一晚上過得很快。
昨天晚上說的對市大三高的攻略戰還在沒消化完,眨眼間就已經到了第二天太陽出來的時間。
上大巴之前,很多沒有辦法去到現場看球的人都不約而同地聚集在校門口,看著球兒們一個個走上大巴車,手上的橫幅也不斷揮舞著,在賽前給到他們最大的支持。
“最后一場比賽了……”
“當然不是最后一場,后面還有六場比賽等著我們!”
那五場說的當然是在甲子園距離決賽的最長距離,所有人都相信這支他們一路看下來的隊伍不會止步于此。
球兒們也同樣這么想的。
鈴木沒能上場的消息沒有讓他們哀傷,反而讓他們的斗志更加旺盛。

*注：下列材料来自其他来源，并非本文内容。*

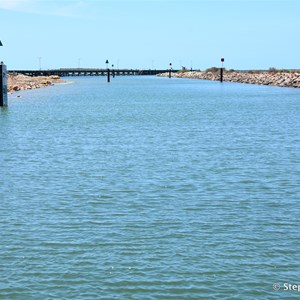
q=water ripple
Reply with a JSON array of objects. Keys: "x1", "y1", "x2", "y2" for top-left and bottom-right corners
[{"x1": 1, "y1": 77, "x2": 300, "y2": 299}]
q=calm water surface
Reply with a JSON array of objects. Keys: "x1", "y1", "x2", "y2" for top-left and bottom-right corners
[{"x1": 1, "y1": 76, "x2": 300, "y2": 299}]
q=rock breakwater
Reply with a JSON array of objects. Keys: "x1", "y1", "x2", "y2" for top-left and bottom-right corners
[
  {"x1": 8, "y1": 73, "x2": 64, "y2": 93},
  {"x1": 158, "y1": 70, "x2": 300, "y2": 88}
]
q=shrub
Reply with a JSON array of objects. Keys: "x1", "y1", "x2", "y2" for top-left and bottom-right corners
[{"x1": 205, "y1": 67, "x2": 219, "y2": 73}]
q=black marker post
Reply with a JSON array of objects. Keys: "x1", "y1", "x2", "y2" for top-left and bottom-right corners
[
  {"x1": 0, "y1": 40, "x2": 8, "y2": 107},
  {"x1": 220, "y1": 58, "x2": 224, "y2": 83},
  {"x1": 112, "y1": 64, "x2": 115, "y2": 78},
  {"x1": 169, "y1": 62, "x2": 172, "y2": 78},
  {"x1": 106, "y1": 59, "x2": 110, "y2": 83}
]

他們的眼神當中沒有半點迷惘,充滿著熊熊的斗志。
他們現在在場上多了一個理由。
必須要讓鈴木回到投手丘。
大巴車這段距離沒有多長的距離,大巴車便緩緩駛到了神宮球場的停車場。
一下車就是鎂光燈的焦點集中在他們的身上。
“一路上無論別人問什么都不要回答!”
下車之前國友監督特地提醒手下的球員不要理會那些記者,將注意力集中在這場比賽上。
他們的耳朵里就跟聽不到記者們的問題一樣,徑直向著球場走去。
記者問的問題不外乎就是最今天的比賽有沒有信心,鈴木的受傷對他們有什么影響這些無關痛癢的問題。
有沒有信心?如果沒有信心他們站在這里是在干什么?
鈴木的受傷有什么影響?你等下在記者席上看不就好了嗎?現在問有什么意義,想聽我們說“鈴木受傷了,啊我輸了”這種自欺欺人的回答嗎?
唯有不理睬才是最好的回復。
在追著問幾句看到稻實的人完全不理會他們,記者們也自討沒趣地停下來了腳步,看著他們的背影走進神宮球場。默默地在心中吐槽了幾句之后,又回到原來的位置等待著市大三高的大巴車。
然而給到他們的待遇也是一樣。
市大三高同樣是一句話也沒有回答就走進了神宮球場。
記者們再不識相也知道這場比賽絕對不簡單,前幾年他們在神宮球場外面蹲著,就算是不咸不淡的客套話他們也會說幾句,并不會像今天那樣兩隊都一句話不說。
看來雙方都在心中將對手當做是最大的對手。
“最后一場比賽了,你們要記住我昨天說的話,不要在球場上留下遺憾,今天的比賽我們一定要贏!”
不是盡力,是一定!
國友監督的話沒有半點回旋的余地,像是死命令一般釘在他們的心中。讓他們在球場上時刻記住這句話。
到了決賽,像以前那樣緩和地跟他們說是沒必要的。
壓力有時候能壓垮一個人,但有時候也能夠讓一個人的斗志更加昂揚,他的球員們就是后者。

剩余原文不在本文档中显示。